She turned to go back to her chair. When she was seated again she said, “I wouldn’t know.”

Now Bosch narrowed his eyes. What was she trying to say? His silence worked. She answered before he had to ask, but as she spoke she looked directly at Rider, the unspoken message being that as a woman Rider might sympathize.

“Detective, I haven’t had…I guess, sexual relations is the way it is said in these matters. My husband and I…not in almost two years.”

Bosch nodded and looked down at his notebook. The page was blank but he couldn’t bring himself to write this latest piece of information down with her watching them. He folded the notebook closed and put it away.

“You want to ask me why, don’t you?”

He just looked at her and she answered with a measure of defiance in her face and voice.

“He had lost interest.”

“Are you sure?”

“He told me that to my face.”

Bosch nodded.

“Mrs. Aliso, I’m sorry for the loss of your husband. I’m also sorry for the intrusion and the personal questions. I’m afraid, though, that there will be more as the investigation progresses.”

“I understand.”

“There is one other thing I’d like to cover.”

“Yes, what is it?”

“Did your husband have a home office?”

“Yes.”

“Could we take a quick look at it?”

She stood up and they followed her down the second hallway to the office. They both stepped into the room and Bosch looked around. It was a small room with a desk and two file cabinets. There was a TV on a cart in front of a wall of shelves. Half were filled with books and the rest stacked with scripts, the titles written with Magic Markers on the edges of the pages. There was a golf bag leaning in the corner.

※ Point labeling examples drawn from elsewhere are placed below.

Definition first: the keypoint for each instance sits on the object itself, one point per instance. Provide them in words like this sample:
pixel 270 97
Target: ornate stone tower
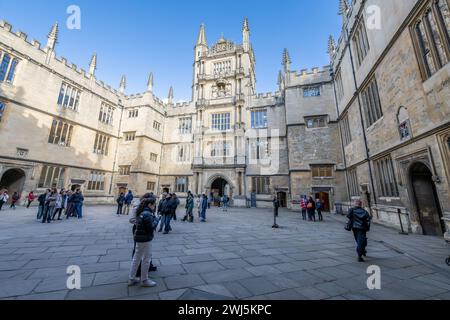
pixel 224 78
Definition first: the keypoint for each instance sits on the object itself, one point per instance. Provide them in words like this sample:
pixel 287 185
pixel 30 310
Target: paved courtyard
pixel 235 255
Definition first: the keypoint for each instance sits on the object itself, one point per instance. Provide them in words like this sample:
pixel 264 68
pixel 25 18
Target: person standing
pixel 143 231
pixel 4 197
pixel 311 208
pixel 167 213
pixel 225 202
pixel 319 206
pixel 120 202
pixel 198 202
pixel 189 208
pixel 15 198
pixel 41 200
pixel 175 204
pixel 59 205
pixel 204 207
pixel 50 204
pixel 30 198
pixel 359 221
pixel 77 202
pixel 303 204
pixel 128 200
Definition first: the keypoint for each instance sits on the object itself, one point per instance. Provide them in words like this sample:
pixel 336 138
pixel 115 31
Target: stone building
pixel 372 125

Bosch walked over and studied the desk. It was spotless. He came around and saw that the desk contained two file drawers. He opened these and found one empty and one containing several files. He quickly looked through the file tabs and saw that they apparently were files containing personal finance records and tax documents. He closed the drawers, deciding that a search of the office could probably keep.

“It’s late,” he said. “This is not the time. I want you to understand, though, that investigations like this often shoot off into many directions. But we have to follow up on everything. We’re going to need to come in here tomorrow and go through your husband’s things. We’ll probably take a lot with us. We’ll have a warrant so everything will be perfectly legal.”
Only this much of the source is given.